Combination pack battles cancer
For efficient cancer therapy with few side effects, the active drug should selectively attain high concentration in the tumor. In the journal Angewandte Chemie, scientists have introduced a new approach, in which two synergistic drug components are combined into a dimer. This dimer can be incorporated into polymeric nanotransporters at exceptionally high concentration. The components are activated when the dimer is split within the tumor. In addition, they enable use of two different imaging techniques.
Polymeric micelles are the most important nanotransporters used in treating tumors. Despite improved transport systems, many challenges must still be overcome: insufficient loading, premature release of the drug, no ability to monitor distribution of the drug, and limited accumulation of the drug within the tumor tissue. Longjiang Zhang, Guizhi Zhu, Xiaoyuan Chen, and their team have approached these problems from the other direction. Instead of improving the transporter, they improved the cargo.
The scientists from the National Institutes of Health in Bethesda, USA, and Nanjing University, China, have used a simple but effective trick: they connected two drugs, camptothecin and a special photosensitizer, to make a dimer. Micelles can very efficiently be loaded with an unusually large amount of the dimeric freight (59%). The dimers are less hydrophilic than their individual components, allowing them to be more easily introduced into the hydrophobic interior of the micelles. For the same reason, the dimers do not exit the micelles as they travel through the blood vessels. This reduces undesirable side effects.
Both of the components of the initially inactive dimer are connected by a disulfide bridge that can only be broken by a glutathione-dependent reaction cascade. Glutathione is a small protein that is present in high concentration in many tumors. Both of the drugs are only activated after the dimer is split within the tumor cells.
When the area of the tumor is irradiated with laser light, the photosensitizer converts normal oxygen into highly reactive singlet oxygen, which damages the cell and causes an oxygen deficiency. Camptothecin inhibits factor 1?, which helps cells to withstand oxygen deficiency.
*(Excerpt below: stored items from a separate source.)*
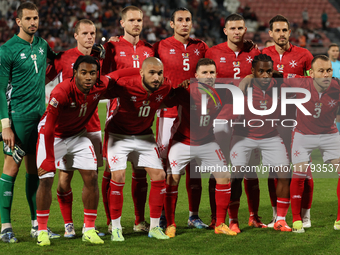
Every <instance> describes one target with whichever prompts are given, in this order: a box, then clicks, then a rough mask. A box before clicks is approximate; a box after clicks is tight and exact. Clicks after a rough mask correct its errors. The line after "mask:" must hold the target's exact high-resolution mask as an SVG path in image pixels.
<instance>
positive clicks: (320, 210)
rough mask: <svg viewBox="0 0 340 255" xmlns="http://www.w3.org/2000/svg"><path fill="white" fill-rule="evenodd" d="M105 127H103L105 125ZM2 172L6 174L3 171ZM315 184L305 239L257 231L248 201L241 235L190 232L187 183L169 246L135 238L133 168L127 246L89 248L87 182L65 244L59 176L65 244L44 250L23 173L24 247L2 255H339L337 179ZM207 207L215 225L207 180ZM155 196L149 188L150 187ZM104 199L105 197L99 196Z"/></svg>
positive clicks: (267, 217) (56, 211)
mask: <svg viewBox="0 0 340 255" xmlns="http://www.w3.org/2000/svg"><path fill="white" fill-rule="evenodd" d="M99 114H100V119H101V120H102V121H103V120H104V119H105V104H100V105H99ZM102 124H103V123H102ZM313 163H314V164H317V163H319V164H320V163H322V160H321V156H320V153H319V152H314V153H313ZM0 166H1V169H2V166H3V153H2V150H1V152H0ZM1 172H2V171H1ZM102 175H103V168H100V169H99V177H98V182H99V188H100V187H101V181H102ZM334 177H335V178H328V179H320V178H315V179H314V198H313V205H312V209H311V219H312V228H309V229H306V232H305V233H304V234H295V233H285V232H282V233H281V232H277V231H274V230H273V229H256V228H253V227H249V226H248V225H247V223H248V217H249V214H248V207H247V202H246V195H245V193H244V192H243V195H242V197H241V204H240V211H239V221H240V229H241V230H242V233H241V234H238V235H237V236H226V235H216V234H215V233H214V231H213V230H203V229H189V228H187V220H188V199H187V193H186V189H185V177H183V178H182V181H181V183H180V186H179V190H178V202H177V209H176V223H177V235H176V237H175V238H173V239H170V240H155V239H151V238H148V236H147V234H146V233H145V234H143V233H142V234H139V233H134V232H133V230H132V228H133V225H134V208H133V202H132V198H131V167H130V166H129V167H128V169H127V171H126V184H125V187H124V205H123V213H122V226H123V228H124V229H123V235H124V237H125V241H124V242H111V240H110V235H108V234H107V235H106V236H105V237H103V240H104V241H105V243H104V244H103V245H89V244H87V243H84V242H83V241H82V239H81V237H82V235H81V228H82V224H83V204H82V199H81V193H82V186H83V184H82V180H81V176H80V175H79V173H78V172H76V173H75V175H74V178H73V180H72V190H73V220H74V224H75V230H76V234H77V236H76V238H75V239H66V238H64V237H63V234H64V223H63V219H62V216H61V213H60V209H59V205H58V200H57V195H56V189H57V175H56V177H55V180H54V185H53V188H52V194H53V199H52V205H51V211H50V217H49V221H48V226H49V227H50V228H51V229H52V230H53V232H55V233H58V234H61V235H62V237H61V238H60V239H56V240H51V246H47V247H39V246H37V245H36V240H35V239H33V238H31V237H30V236H29V232H30V229H31V223H30V213H29V208H28V205H27V201H26V197H25V169H24V167H23V166H22V167H21V168H20V171H19V174H18V177H17V179H16V184H15V188H14V201H13V207H12V224H13V230H14V233H15V235H16V237H17V238H18V240H19V242H18V243H16V244H6V243H2V242H0V254H4V255H5V254H64V255H68V254H124V255H127V254H167V255H168V254H293V253H294V254H338V253H339V250H340V242H339V237H340V231H335V230H333V224H334V221H335V220H336V215H337V195H336V187H337V182H338V180H337V178H336V175H334ZM202 186H203V192H202V201H201V206H200V217H201V218H202V220H203V222H205V223H207V224H209V223H210V208H209V196H208V179H207V178H204V179H202ZM260 190H261V199H260V210H259V215H260V216H261V217H262V221H263V222H264V223H268V222H269V221H270V220H271V219H272V208H271V204H270V200H269V195H268V188H267V179H264V178H260ZM149 191H150V182H149ZM100 193H101V192H100ZM146 215H147V217H146V219H147V221H148V222H149V208H148V203H147V205H146ZM287 223H288V224H289V225H290V226H292V214H291V210H290V209H289V211H288V215H287ZM96 226H97V227H98V228H99V229H100V230H101V232H105V233H107V226H106V216H105V212H104V206H103V203H102V198H101V195H100V199H99V206H98V217H97V221H96Z"/></svg>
This boosts the cytotoxic effect of the photosensitizer. Another effect of camptothecin is that it damages the tumor cells’ DNA.
In addition, the photosensitizer is a fluorescent dye and it can bind the radioisotope copper-64, which enables visualization with both fluorescence imaging and positron emission tomography (PET). Quantitative PET allows for precise monitoring of the dimer, as well as confirmation of its pharmacokinetics and biodistribution in vivo.
Experiments with cell cultures and tumorous mice demonstrated that this new method significantly improved transport and accumulation of the drug in tumors with significantly fewer side effects, while shrinking the tumor to a significantly greater degree than administration of the unbound individual components.